Re: RFC: android logger feedback request

From: Tim Bird
Date: Fri Jan 06 2012 - 15:57:34 EST


I'm back from vacation - sorry for the long delay in responding.

First, let me say thanks to all those who have responded with ideas
and suggestions. I'll be following up on many of them in the new
few weeks. This is a background task for me, so it will likely
go relatively slowly. I have volunteer offers of assistance,
and some resources available for contract work, but it might take time
to set that up. In general, though, things should be able to move forward.

I could respond to a lot of messages individually, but
to conserve space I'll focus on this one, and present an overall
idea for how I plan to proceed.

On 12/21/2011 11:05 PM, NeilBrown wrote:
> Possibly it would be useful to be clear what we all *are* really interested
> in, because I suspect there is a lot of variety.
>
> You appear to be interested in providing a great platform for a phone, in
> minimising unnecessary churn in that platform, and in having the freedom to
> optimise various aspects however you see fit. You appear to have little
> problem with maintaining some components out-of-mainline. This is all
> perfectly valid and very much in the spirit of "freedom" that binds us
> together.
>
> Others want to be able to run a main-line kernel underneath the Android
> user-space - and that is perfectly reasonable as well.
>
> I don't much care about either of those, but I want "Linux" to be "high
> quality" (according to my own personal standards of course) which means
> keeping bad stuff out (though you could argue that the horse has well and
> truly bolted there) and including good and useful stuff in. And I think
> Android has something to offer on both sides there :-)
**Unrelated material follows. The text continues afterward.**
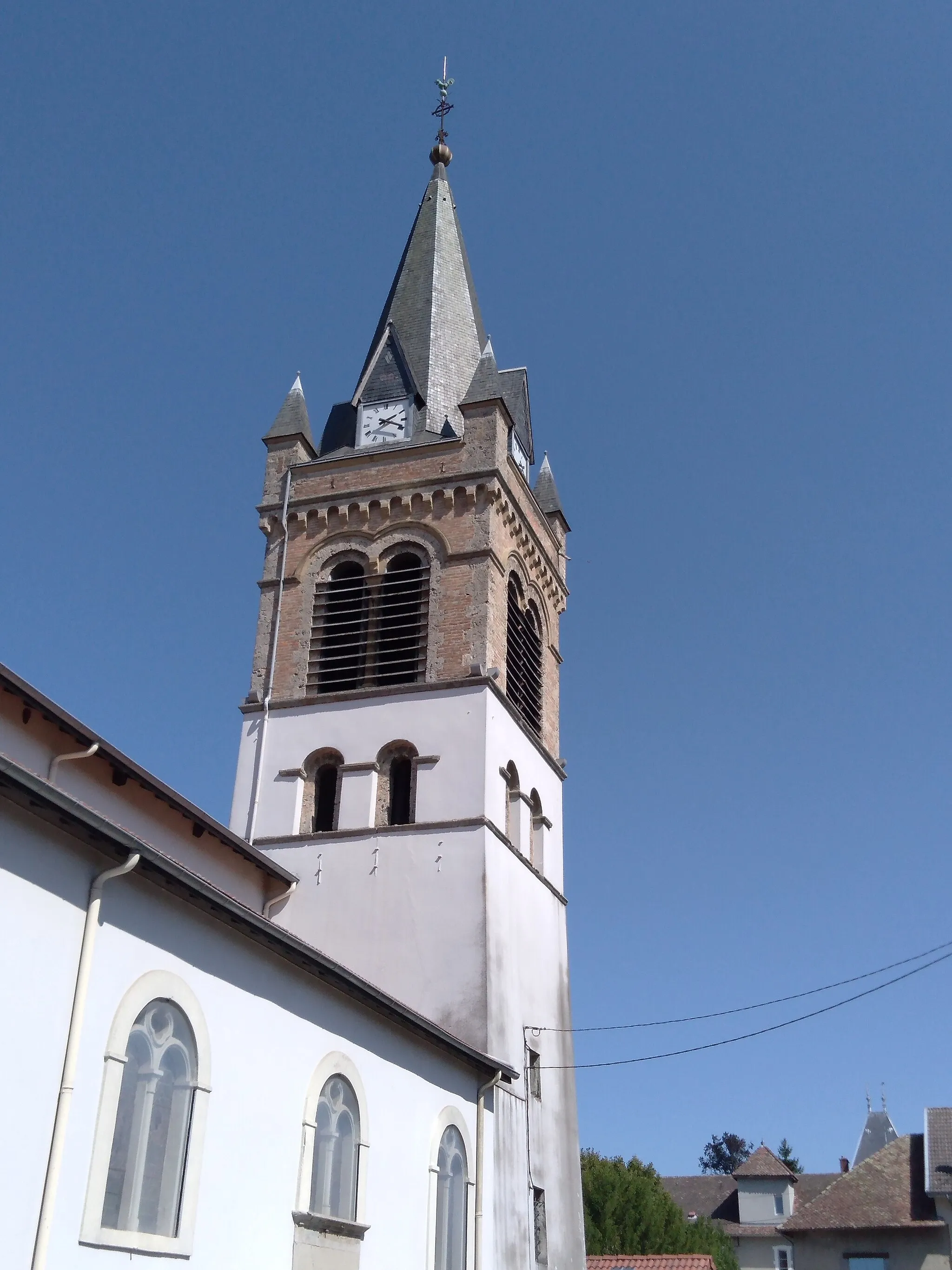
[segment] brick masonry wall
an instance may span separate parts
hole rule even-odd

Thanks very much for this. I think it *is* important to take a step
back and compare goals, to see how we can achieve the best result for
all parties.

>
> Weighing all that up, I don't think it is useful to set our goal on "getting
> Android to use a mainline kernel" - that isn't going to happen.
> Rather we should focus primarily on "making it *possible* to run android
> user-space on mainline".
>
> That could involve two things
> 1/ Making sure the interfaces that Android uses are abstracted at a suitable
> level so that when running a mainline kernel you can just slip in an
> alternate shared library with compatible functionality.
> 2/ Adding functionality to Linux so that it is possible to provide the
> functionality that Android needs.

Agreed.

> Android should not *have* to use the interface that the "mainline
> community" decides is preferred, but nor should mainline be required to
> include the drivers that Android wants to use. History shows us that isn't
> going to happen.

I agree with the sentiment in the first sentence, but I would like to
make a few observations about this code, and the problem in general,
for consideration. I'll do this below because it's a bit philosophical,
and I'd rather focus on "the way forward" first.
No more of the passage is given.